David Gans of Musician considers Anthem of the Sun to be the best example of Lesh's resurfaced pre-Grateful Dead influences, due to the "passages of musique concrète directly traceable to Berio's electronic music". One contemporary reviewer wrote: "It's continuous, with no bands between tracks. More a movement, even hymn — yes, anthem if you like." Simon Reynolds of The Wire describes both Anthem of the Sun and its follow-up Aoxomoxoa (1969) as containing "weird studio-as-instrument stuff".
Side one of the album comprises a suite to the author Neal Cassady, and features psychedelic lyrics, jazz-style musical motifs and frantic jamming, with sporadic touches of electronic music reminiscent of Edgard Varèse. This passage of musique concrète segues into "New Potato Caboose".
A reviewer for Disc and Music Echo wrote that Anthem of the Sun lived up to the hype around the band, calling it "so completely unlike anything you ever heard before that it's practically a new concept in music. It's haunting, it's pretty, it's infinite — and then zap and it's explosive and a complete mind-blower." They added that the group had grown beyond the ordinary blues of their debut album to the "very front rank" of progressive bands, concluding that "Anthem of the Sun is undoubtedly one of the five great albums of 1968." Victoria Daily Times writer Russell Freethy grouped Anthem of the Sun alongside The Collectors' eponymous album and Jefferson Airplane's Crown of Creation for containing "[t]he best in electronic rock".

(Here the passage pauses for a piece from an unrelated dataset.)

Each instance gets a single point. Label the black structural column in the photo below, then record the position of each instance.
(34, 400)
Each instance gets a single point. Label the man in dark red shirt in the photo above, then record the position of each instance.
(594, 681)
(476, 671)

Abilene Reporter-News reviewer Lynn Taylor believes that despite the excitement around the group, the appeal wears off quickly as it "takes a special sort of appetite" to play the entire album, adding: "It takes considerable thought to understand what the Dead are trying to say, and mostly it isn't worth the trouble." James Belsey of Bristol's Evening Post panned the record, saying that compared to Jimi Hendrix, the Grateful Dead sound like "amateurs set loose in the world of weird music". Although believing much of the record to be poor, he enjoyed the "one semi-subtle moment of electronic music" during "That's It for the Other One". In his review, Barry Miles of International Times wrote that the group were so submerged in the underground and "community concept" that "individual virtuosity is sacrificed to group sound." He believed that Anthem of the Sun resembled "background music to a revolution. Cool in a detached way, emotionless, dealing in psychic head energy flows," with imprints of the band's performances at the Acid Tests in their sound. He nonetheless said: "The music is from an extreme position, difficult to listen to with sympathy as 'revolution music' is now the thing and psychedelic music is 'out'." It ranked at joint 35th place in The Chicago Tribunes poll of the top 50 albums of 1968.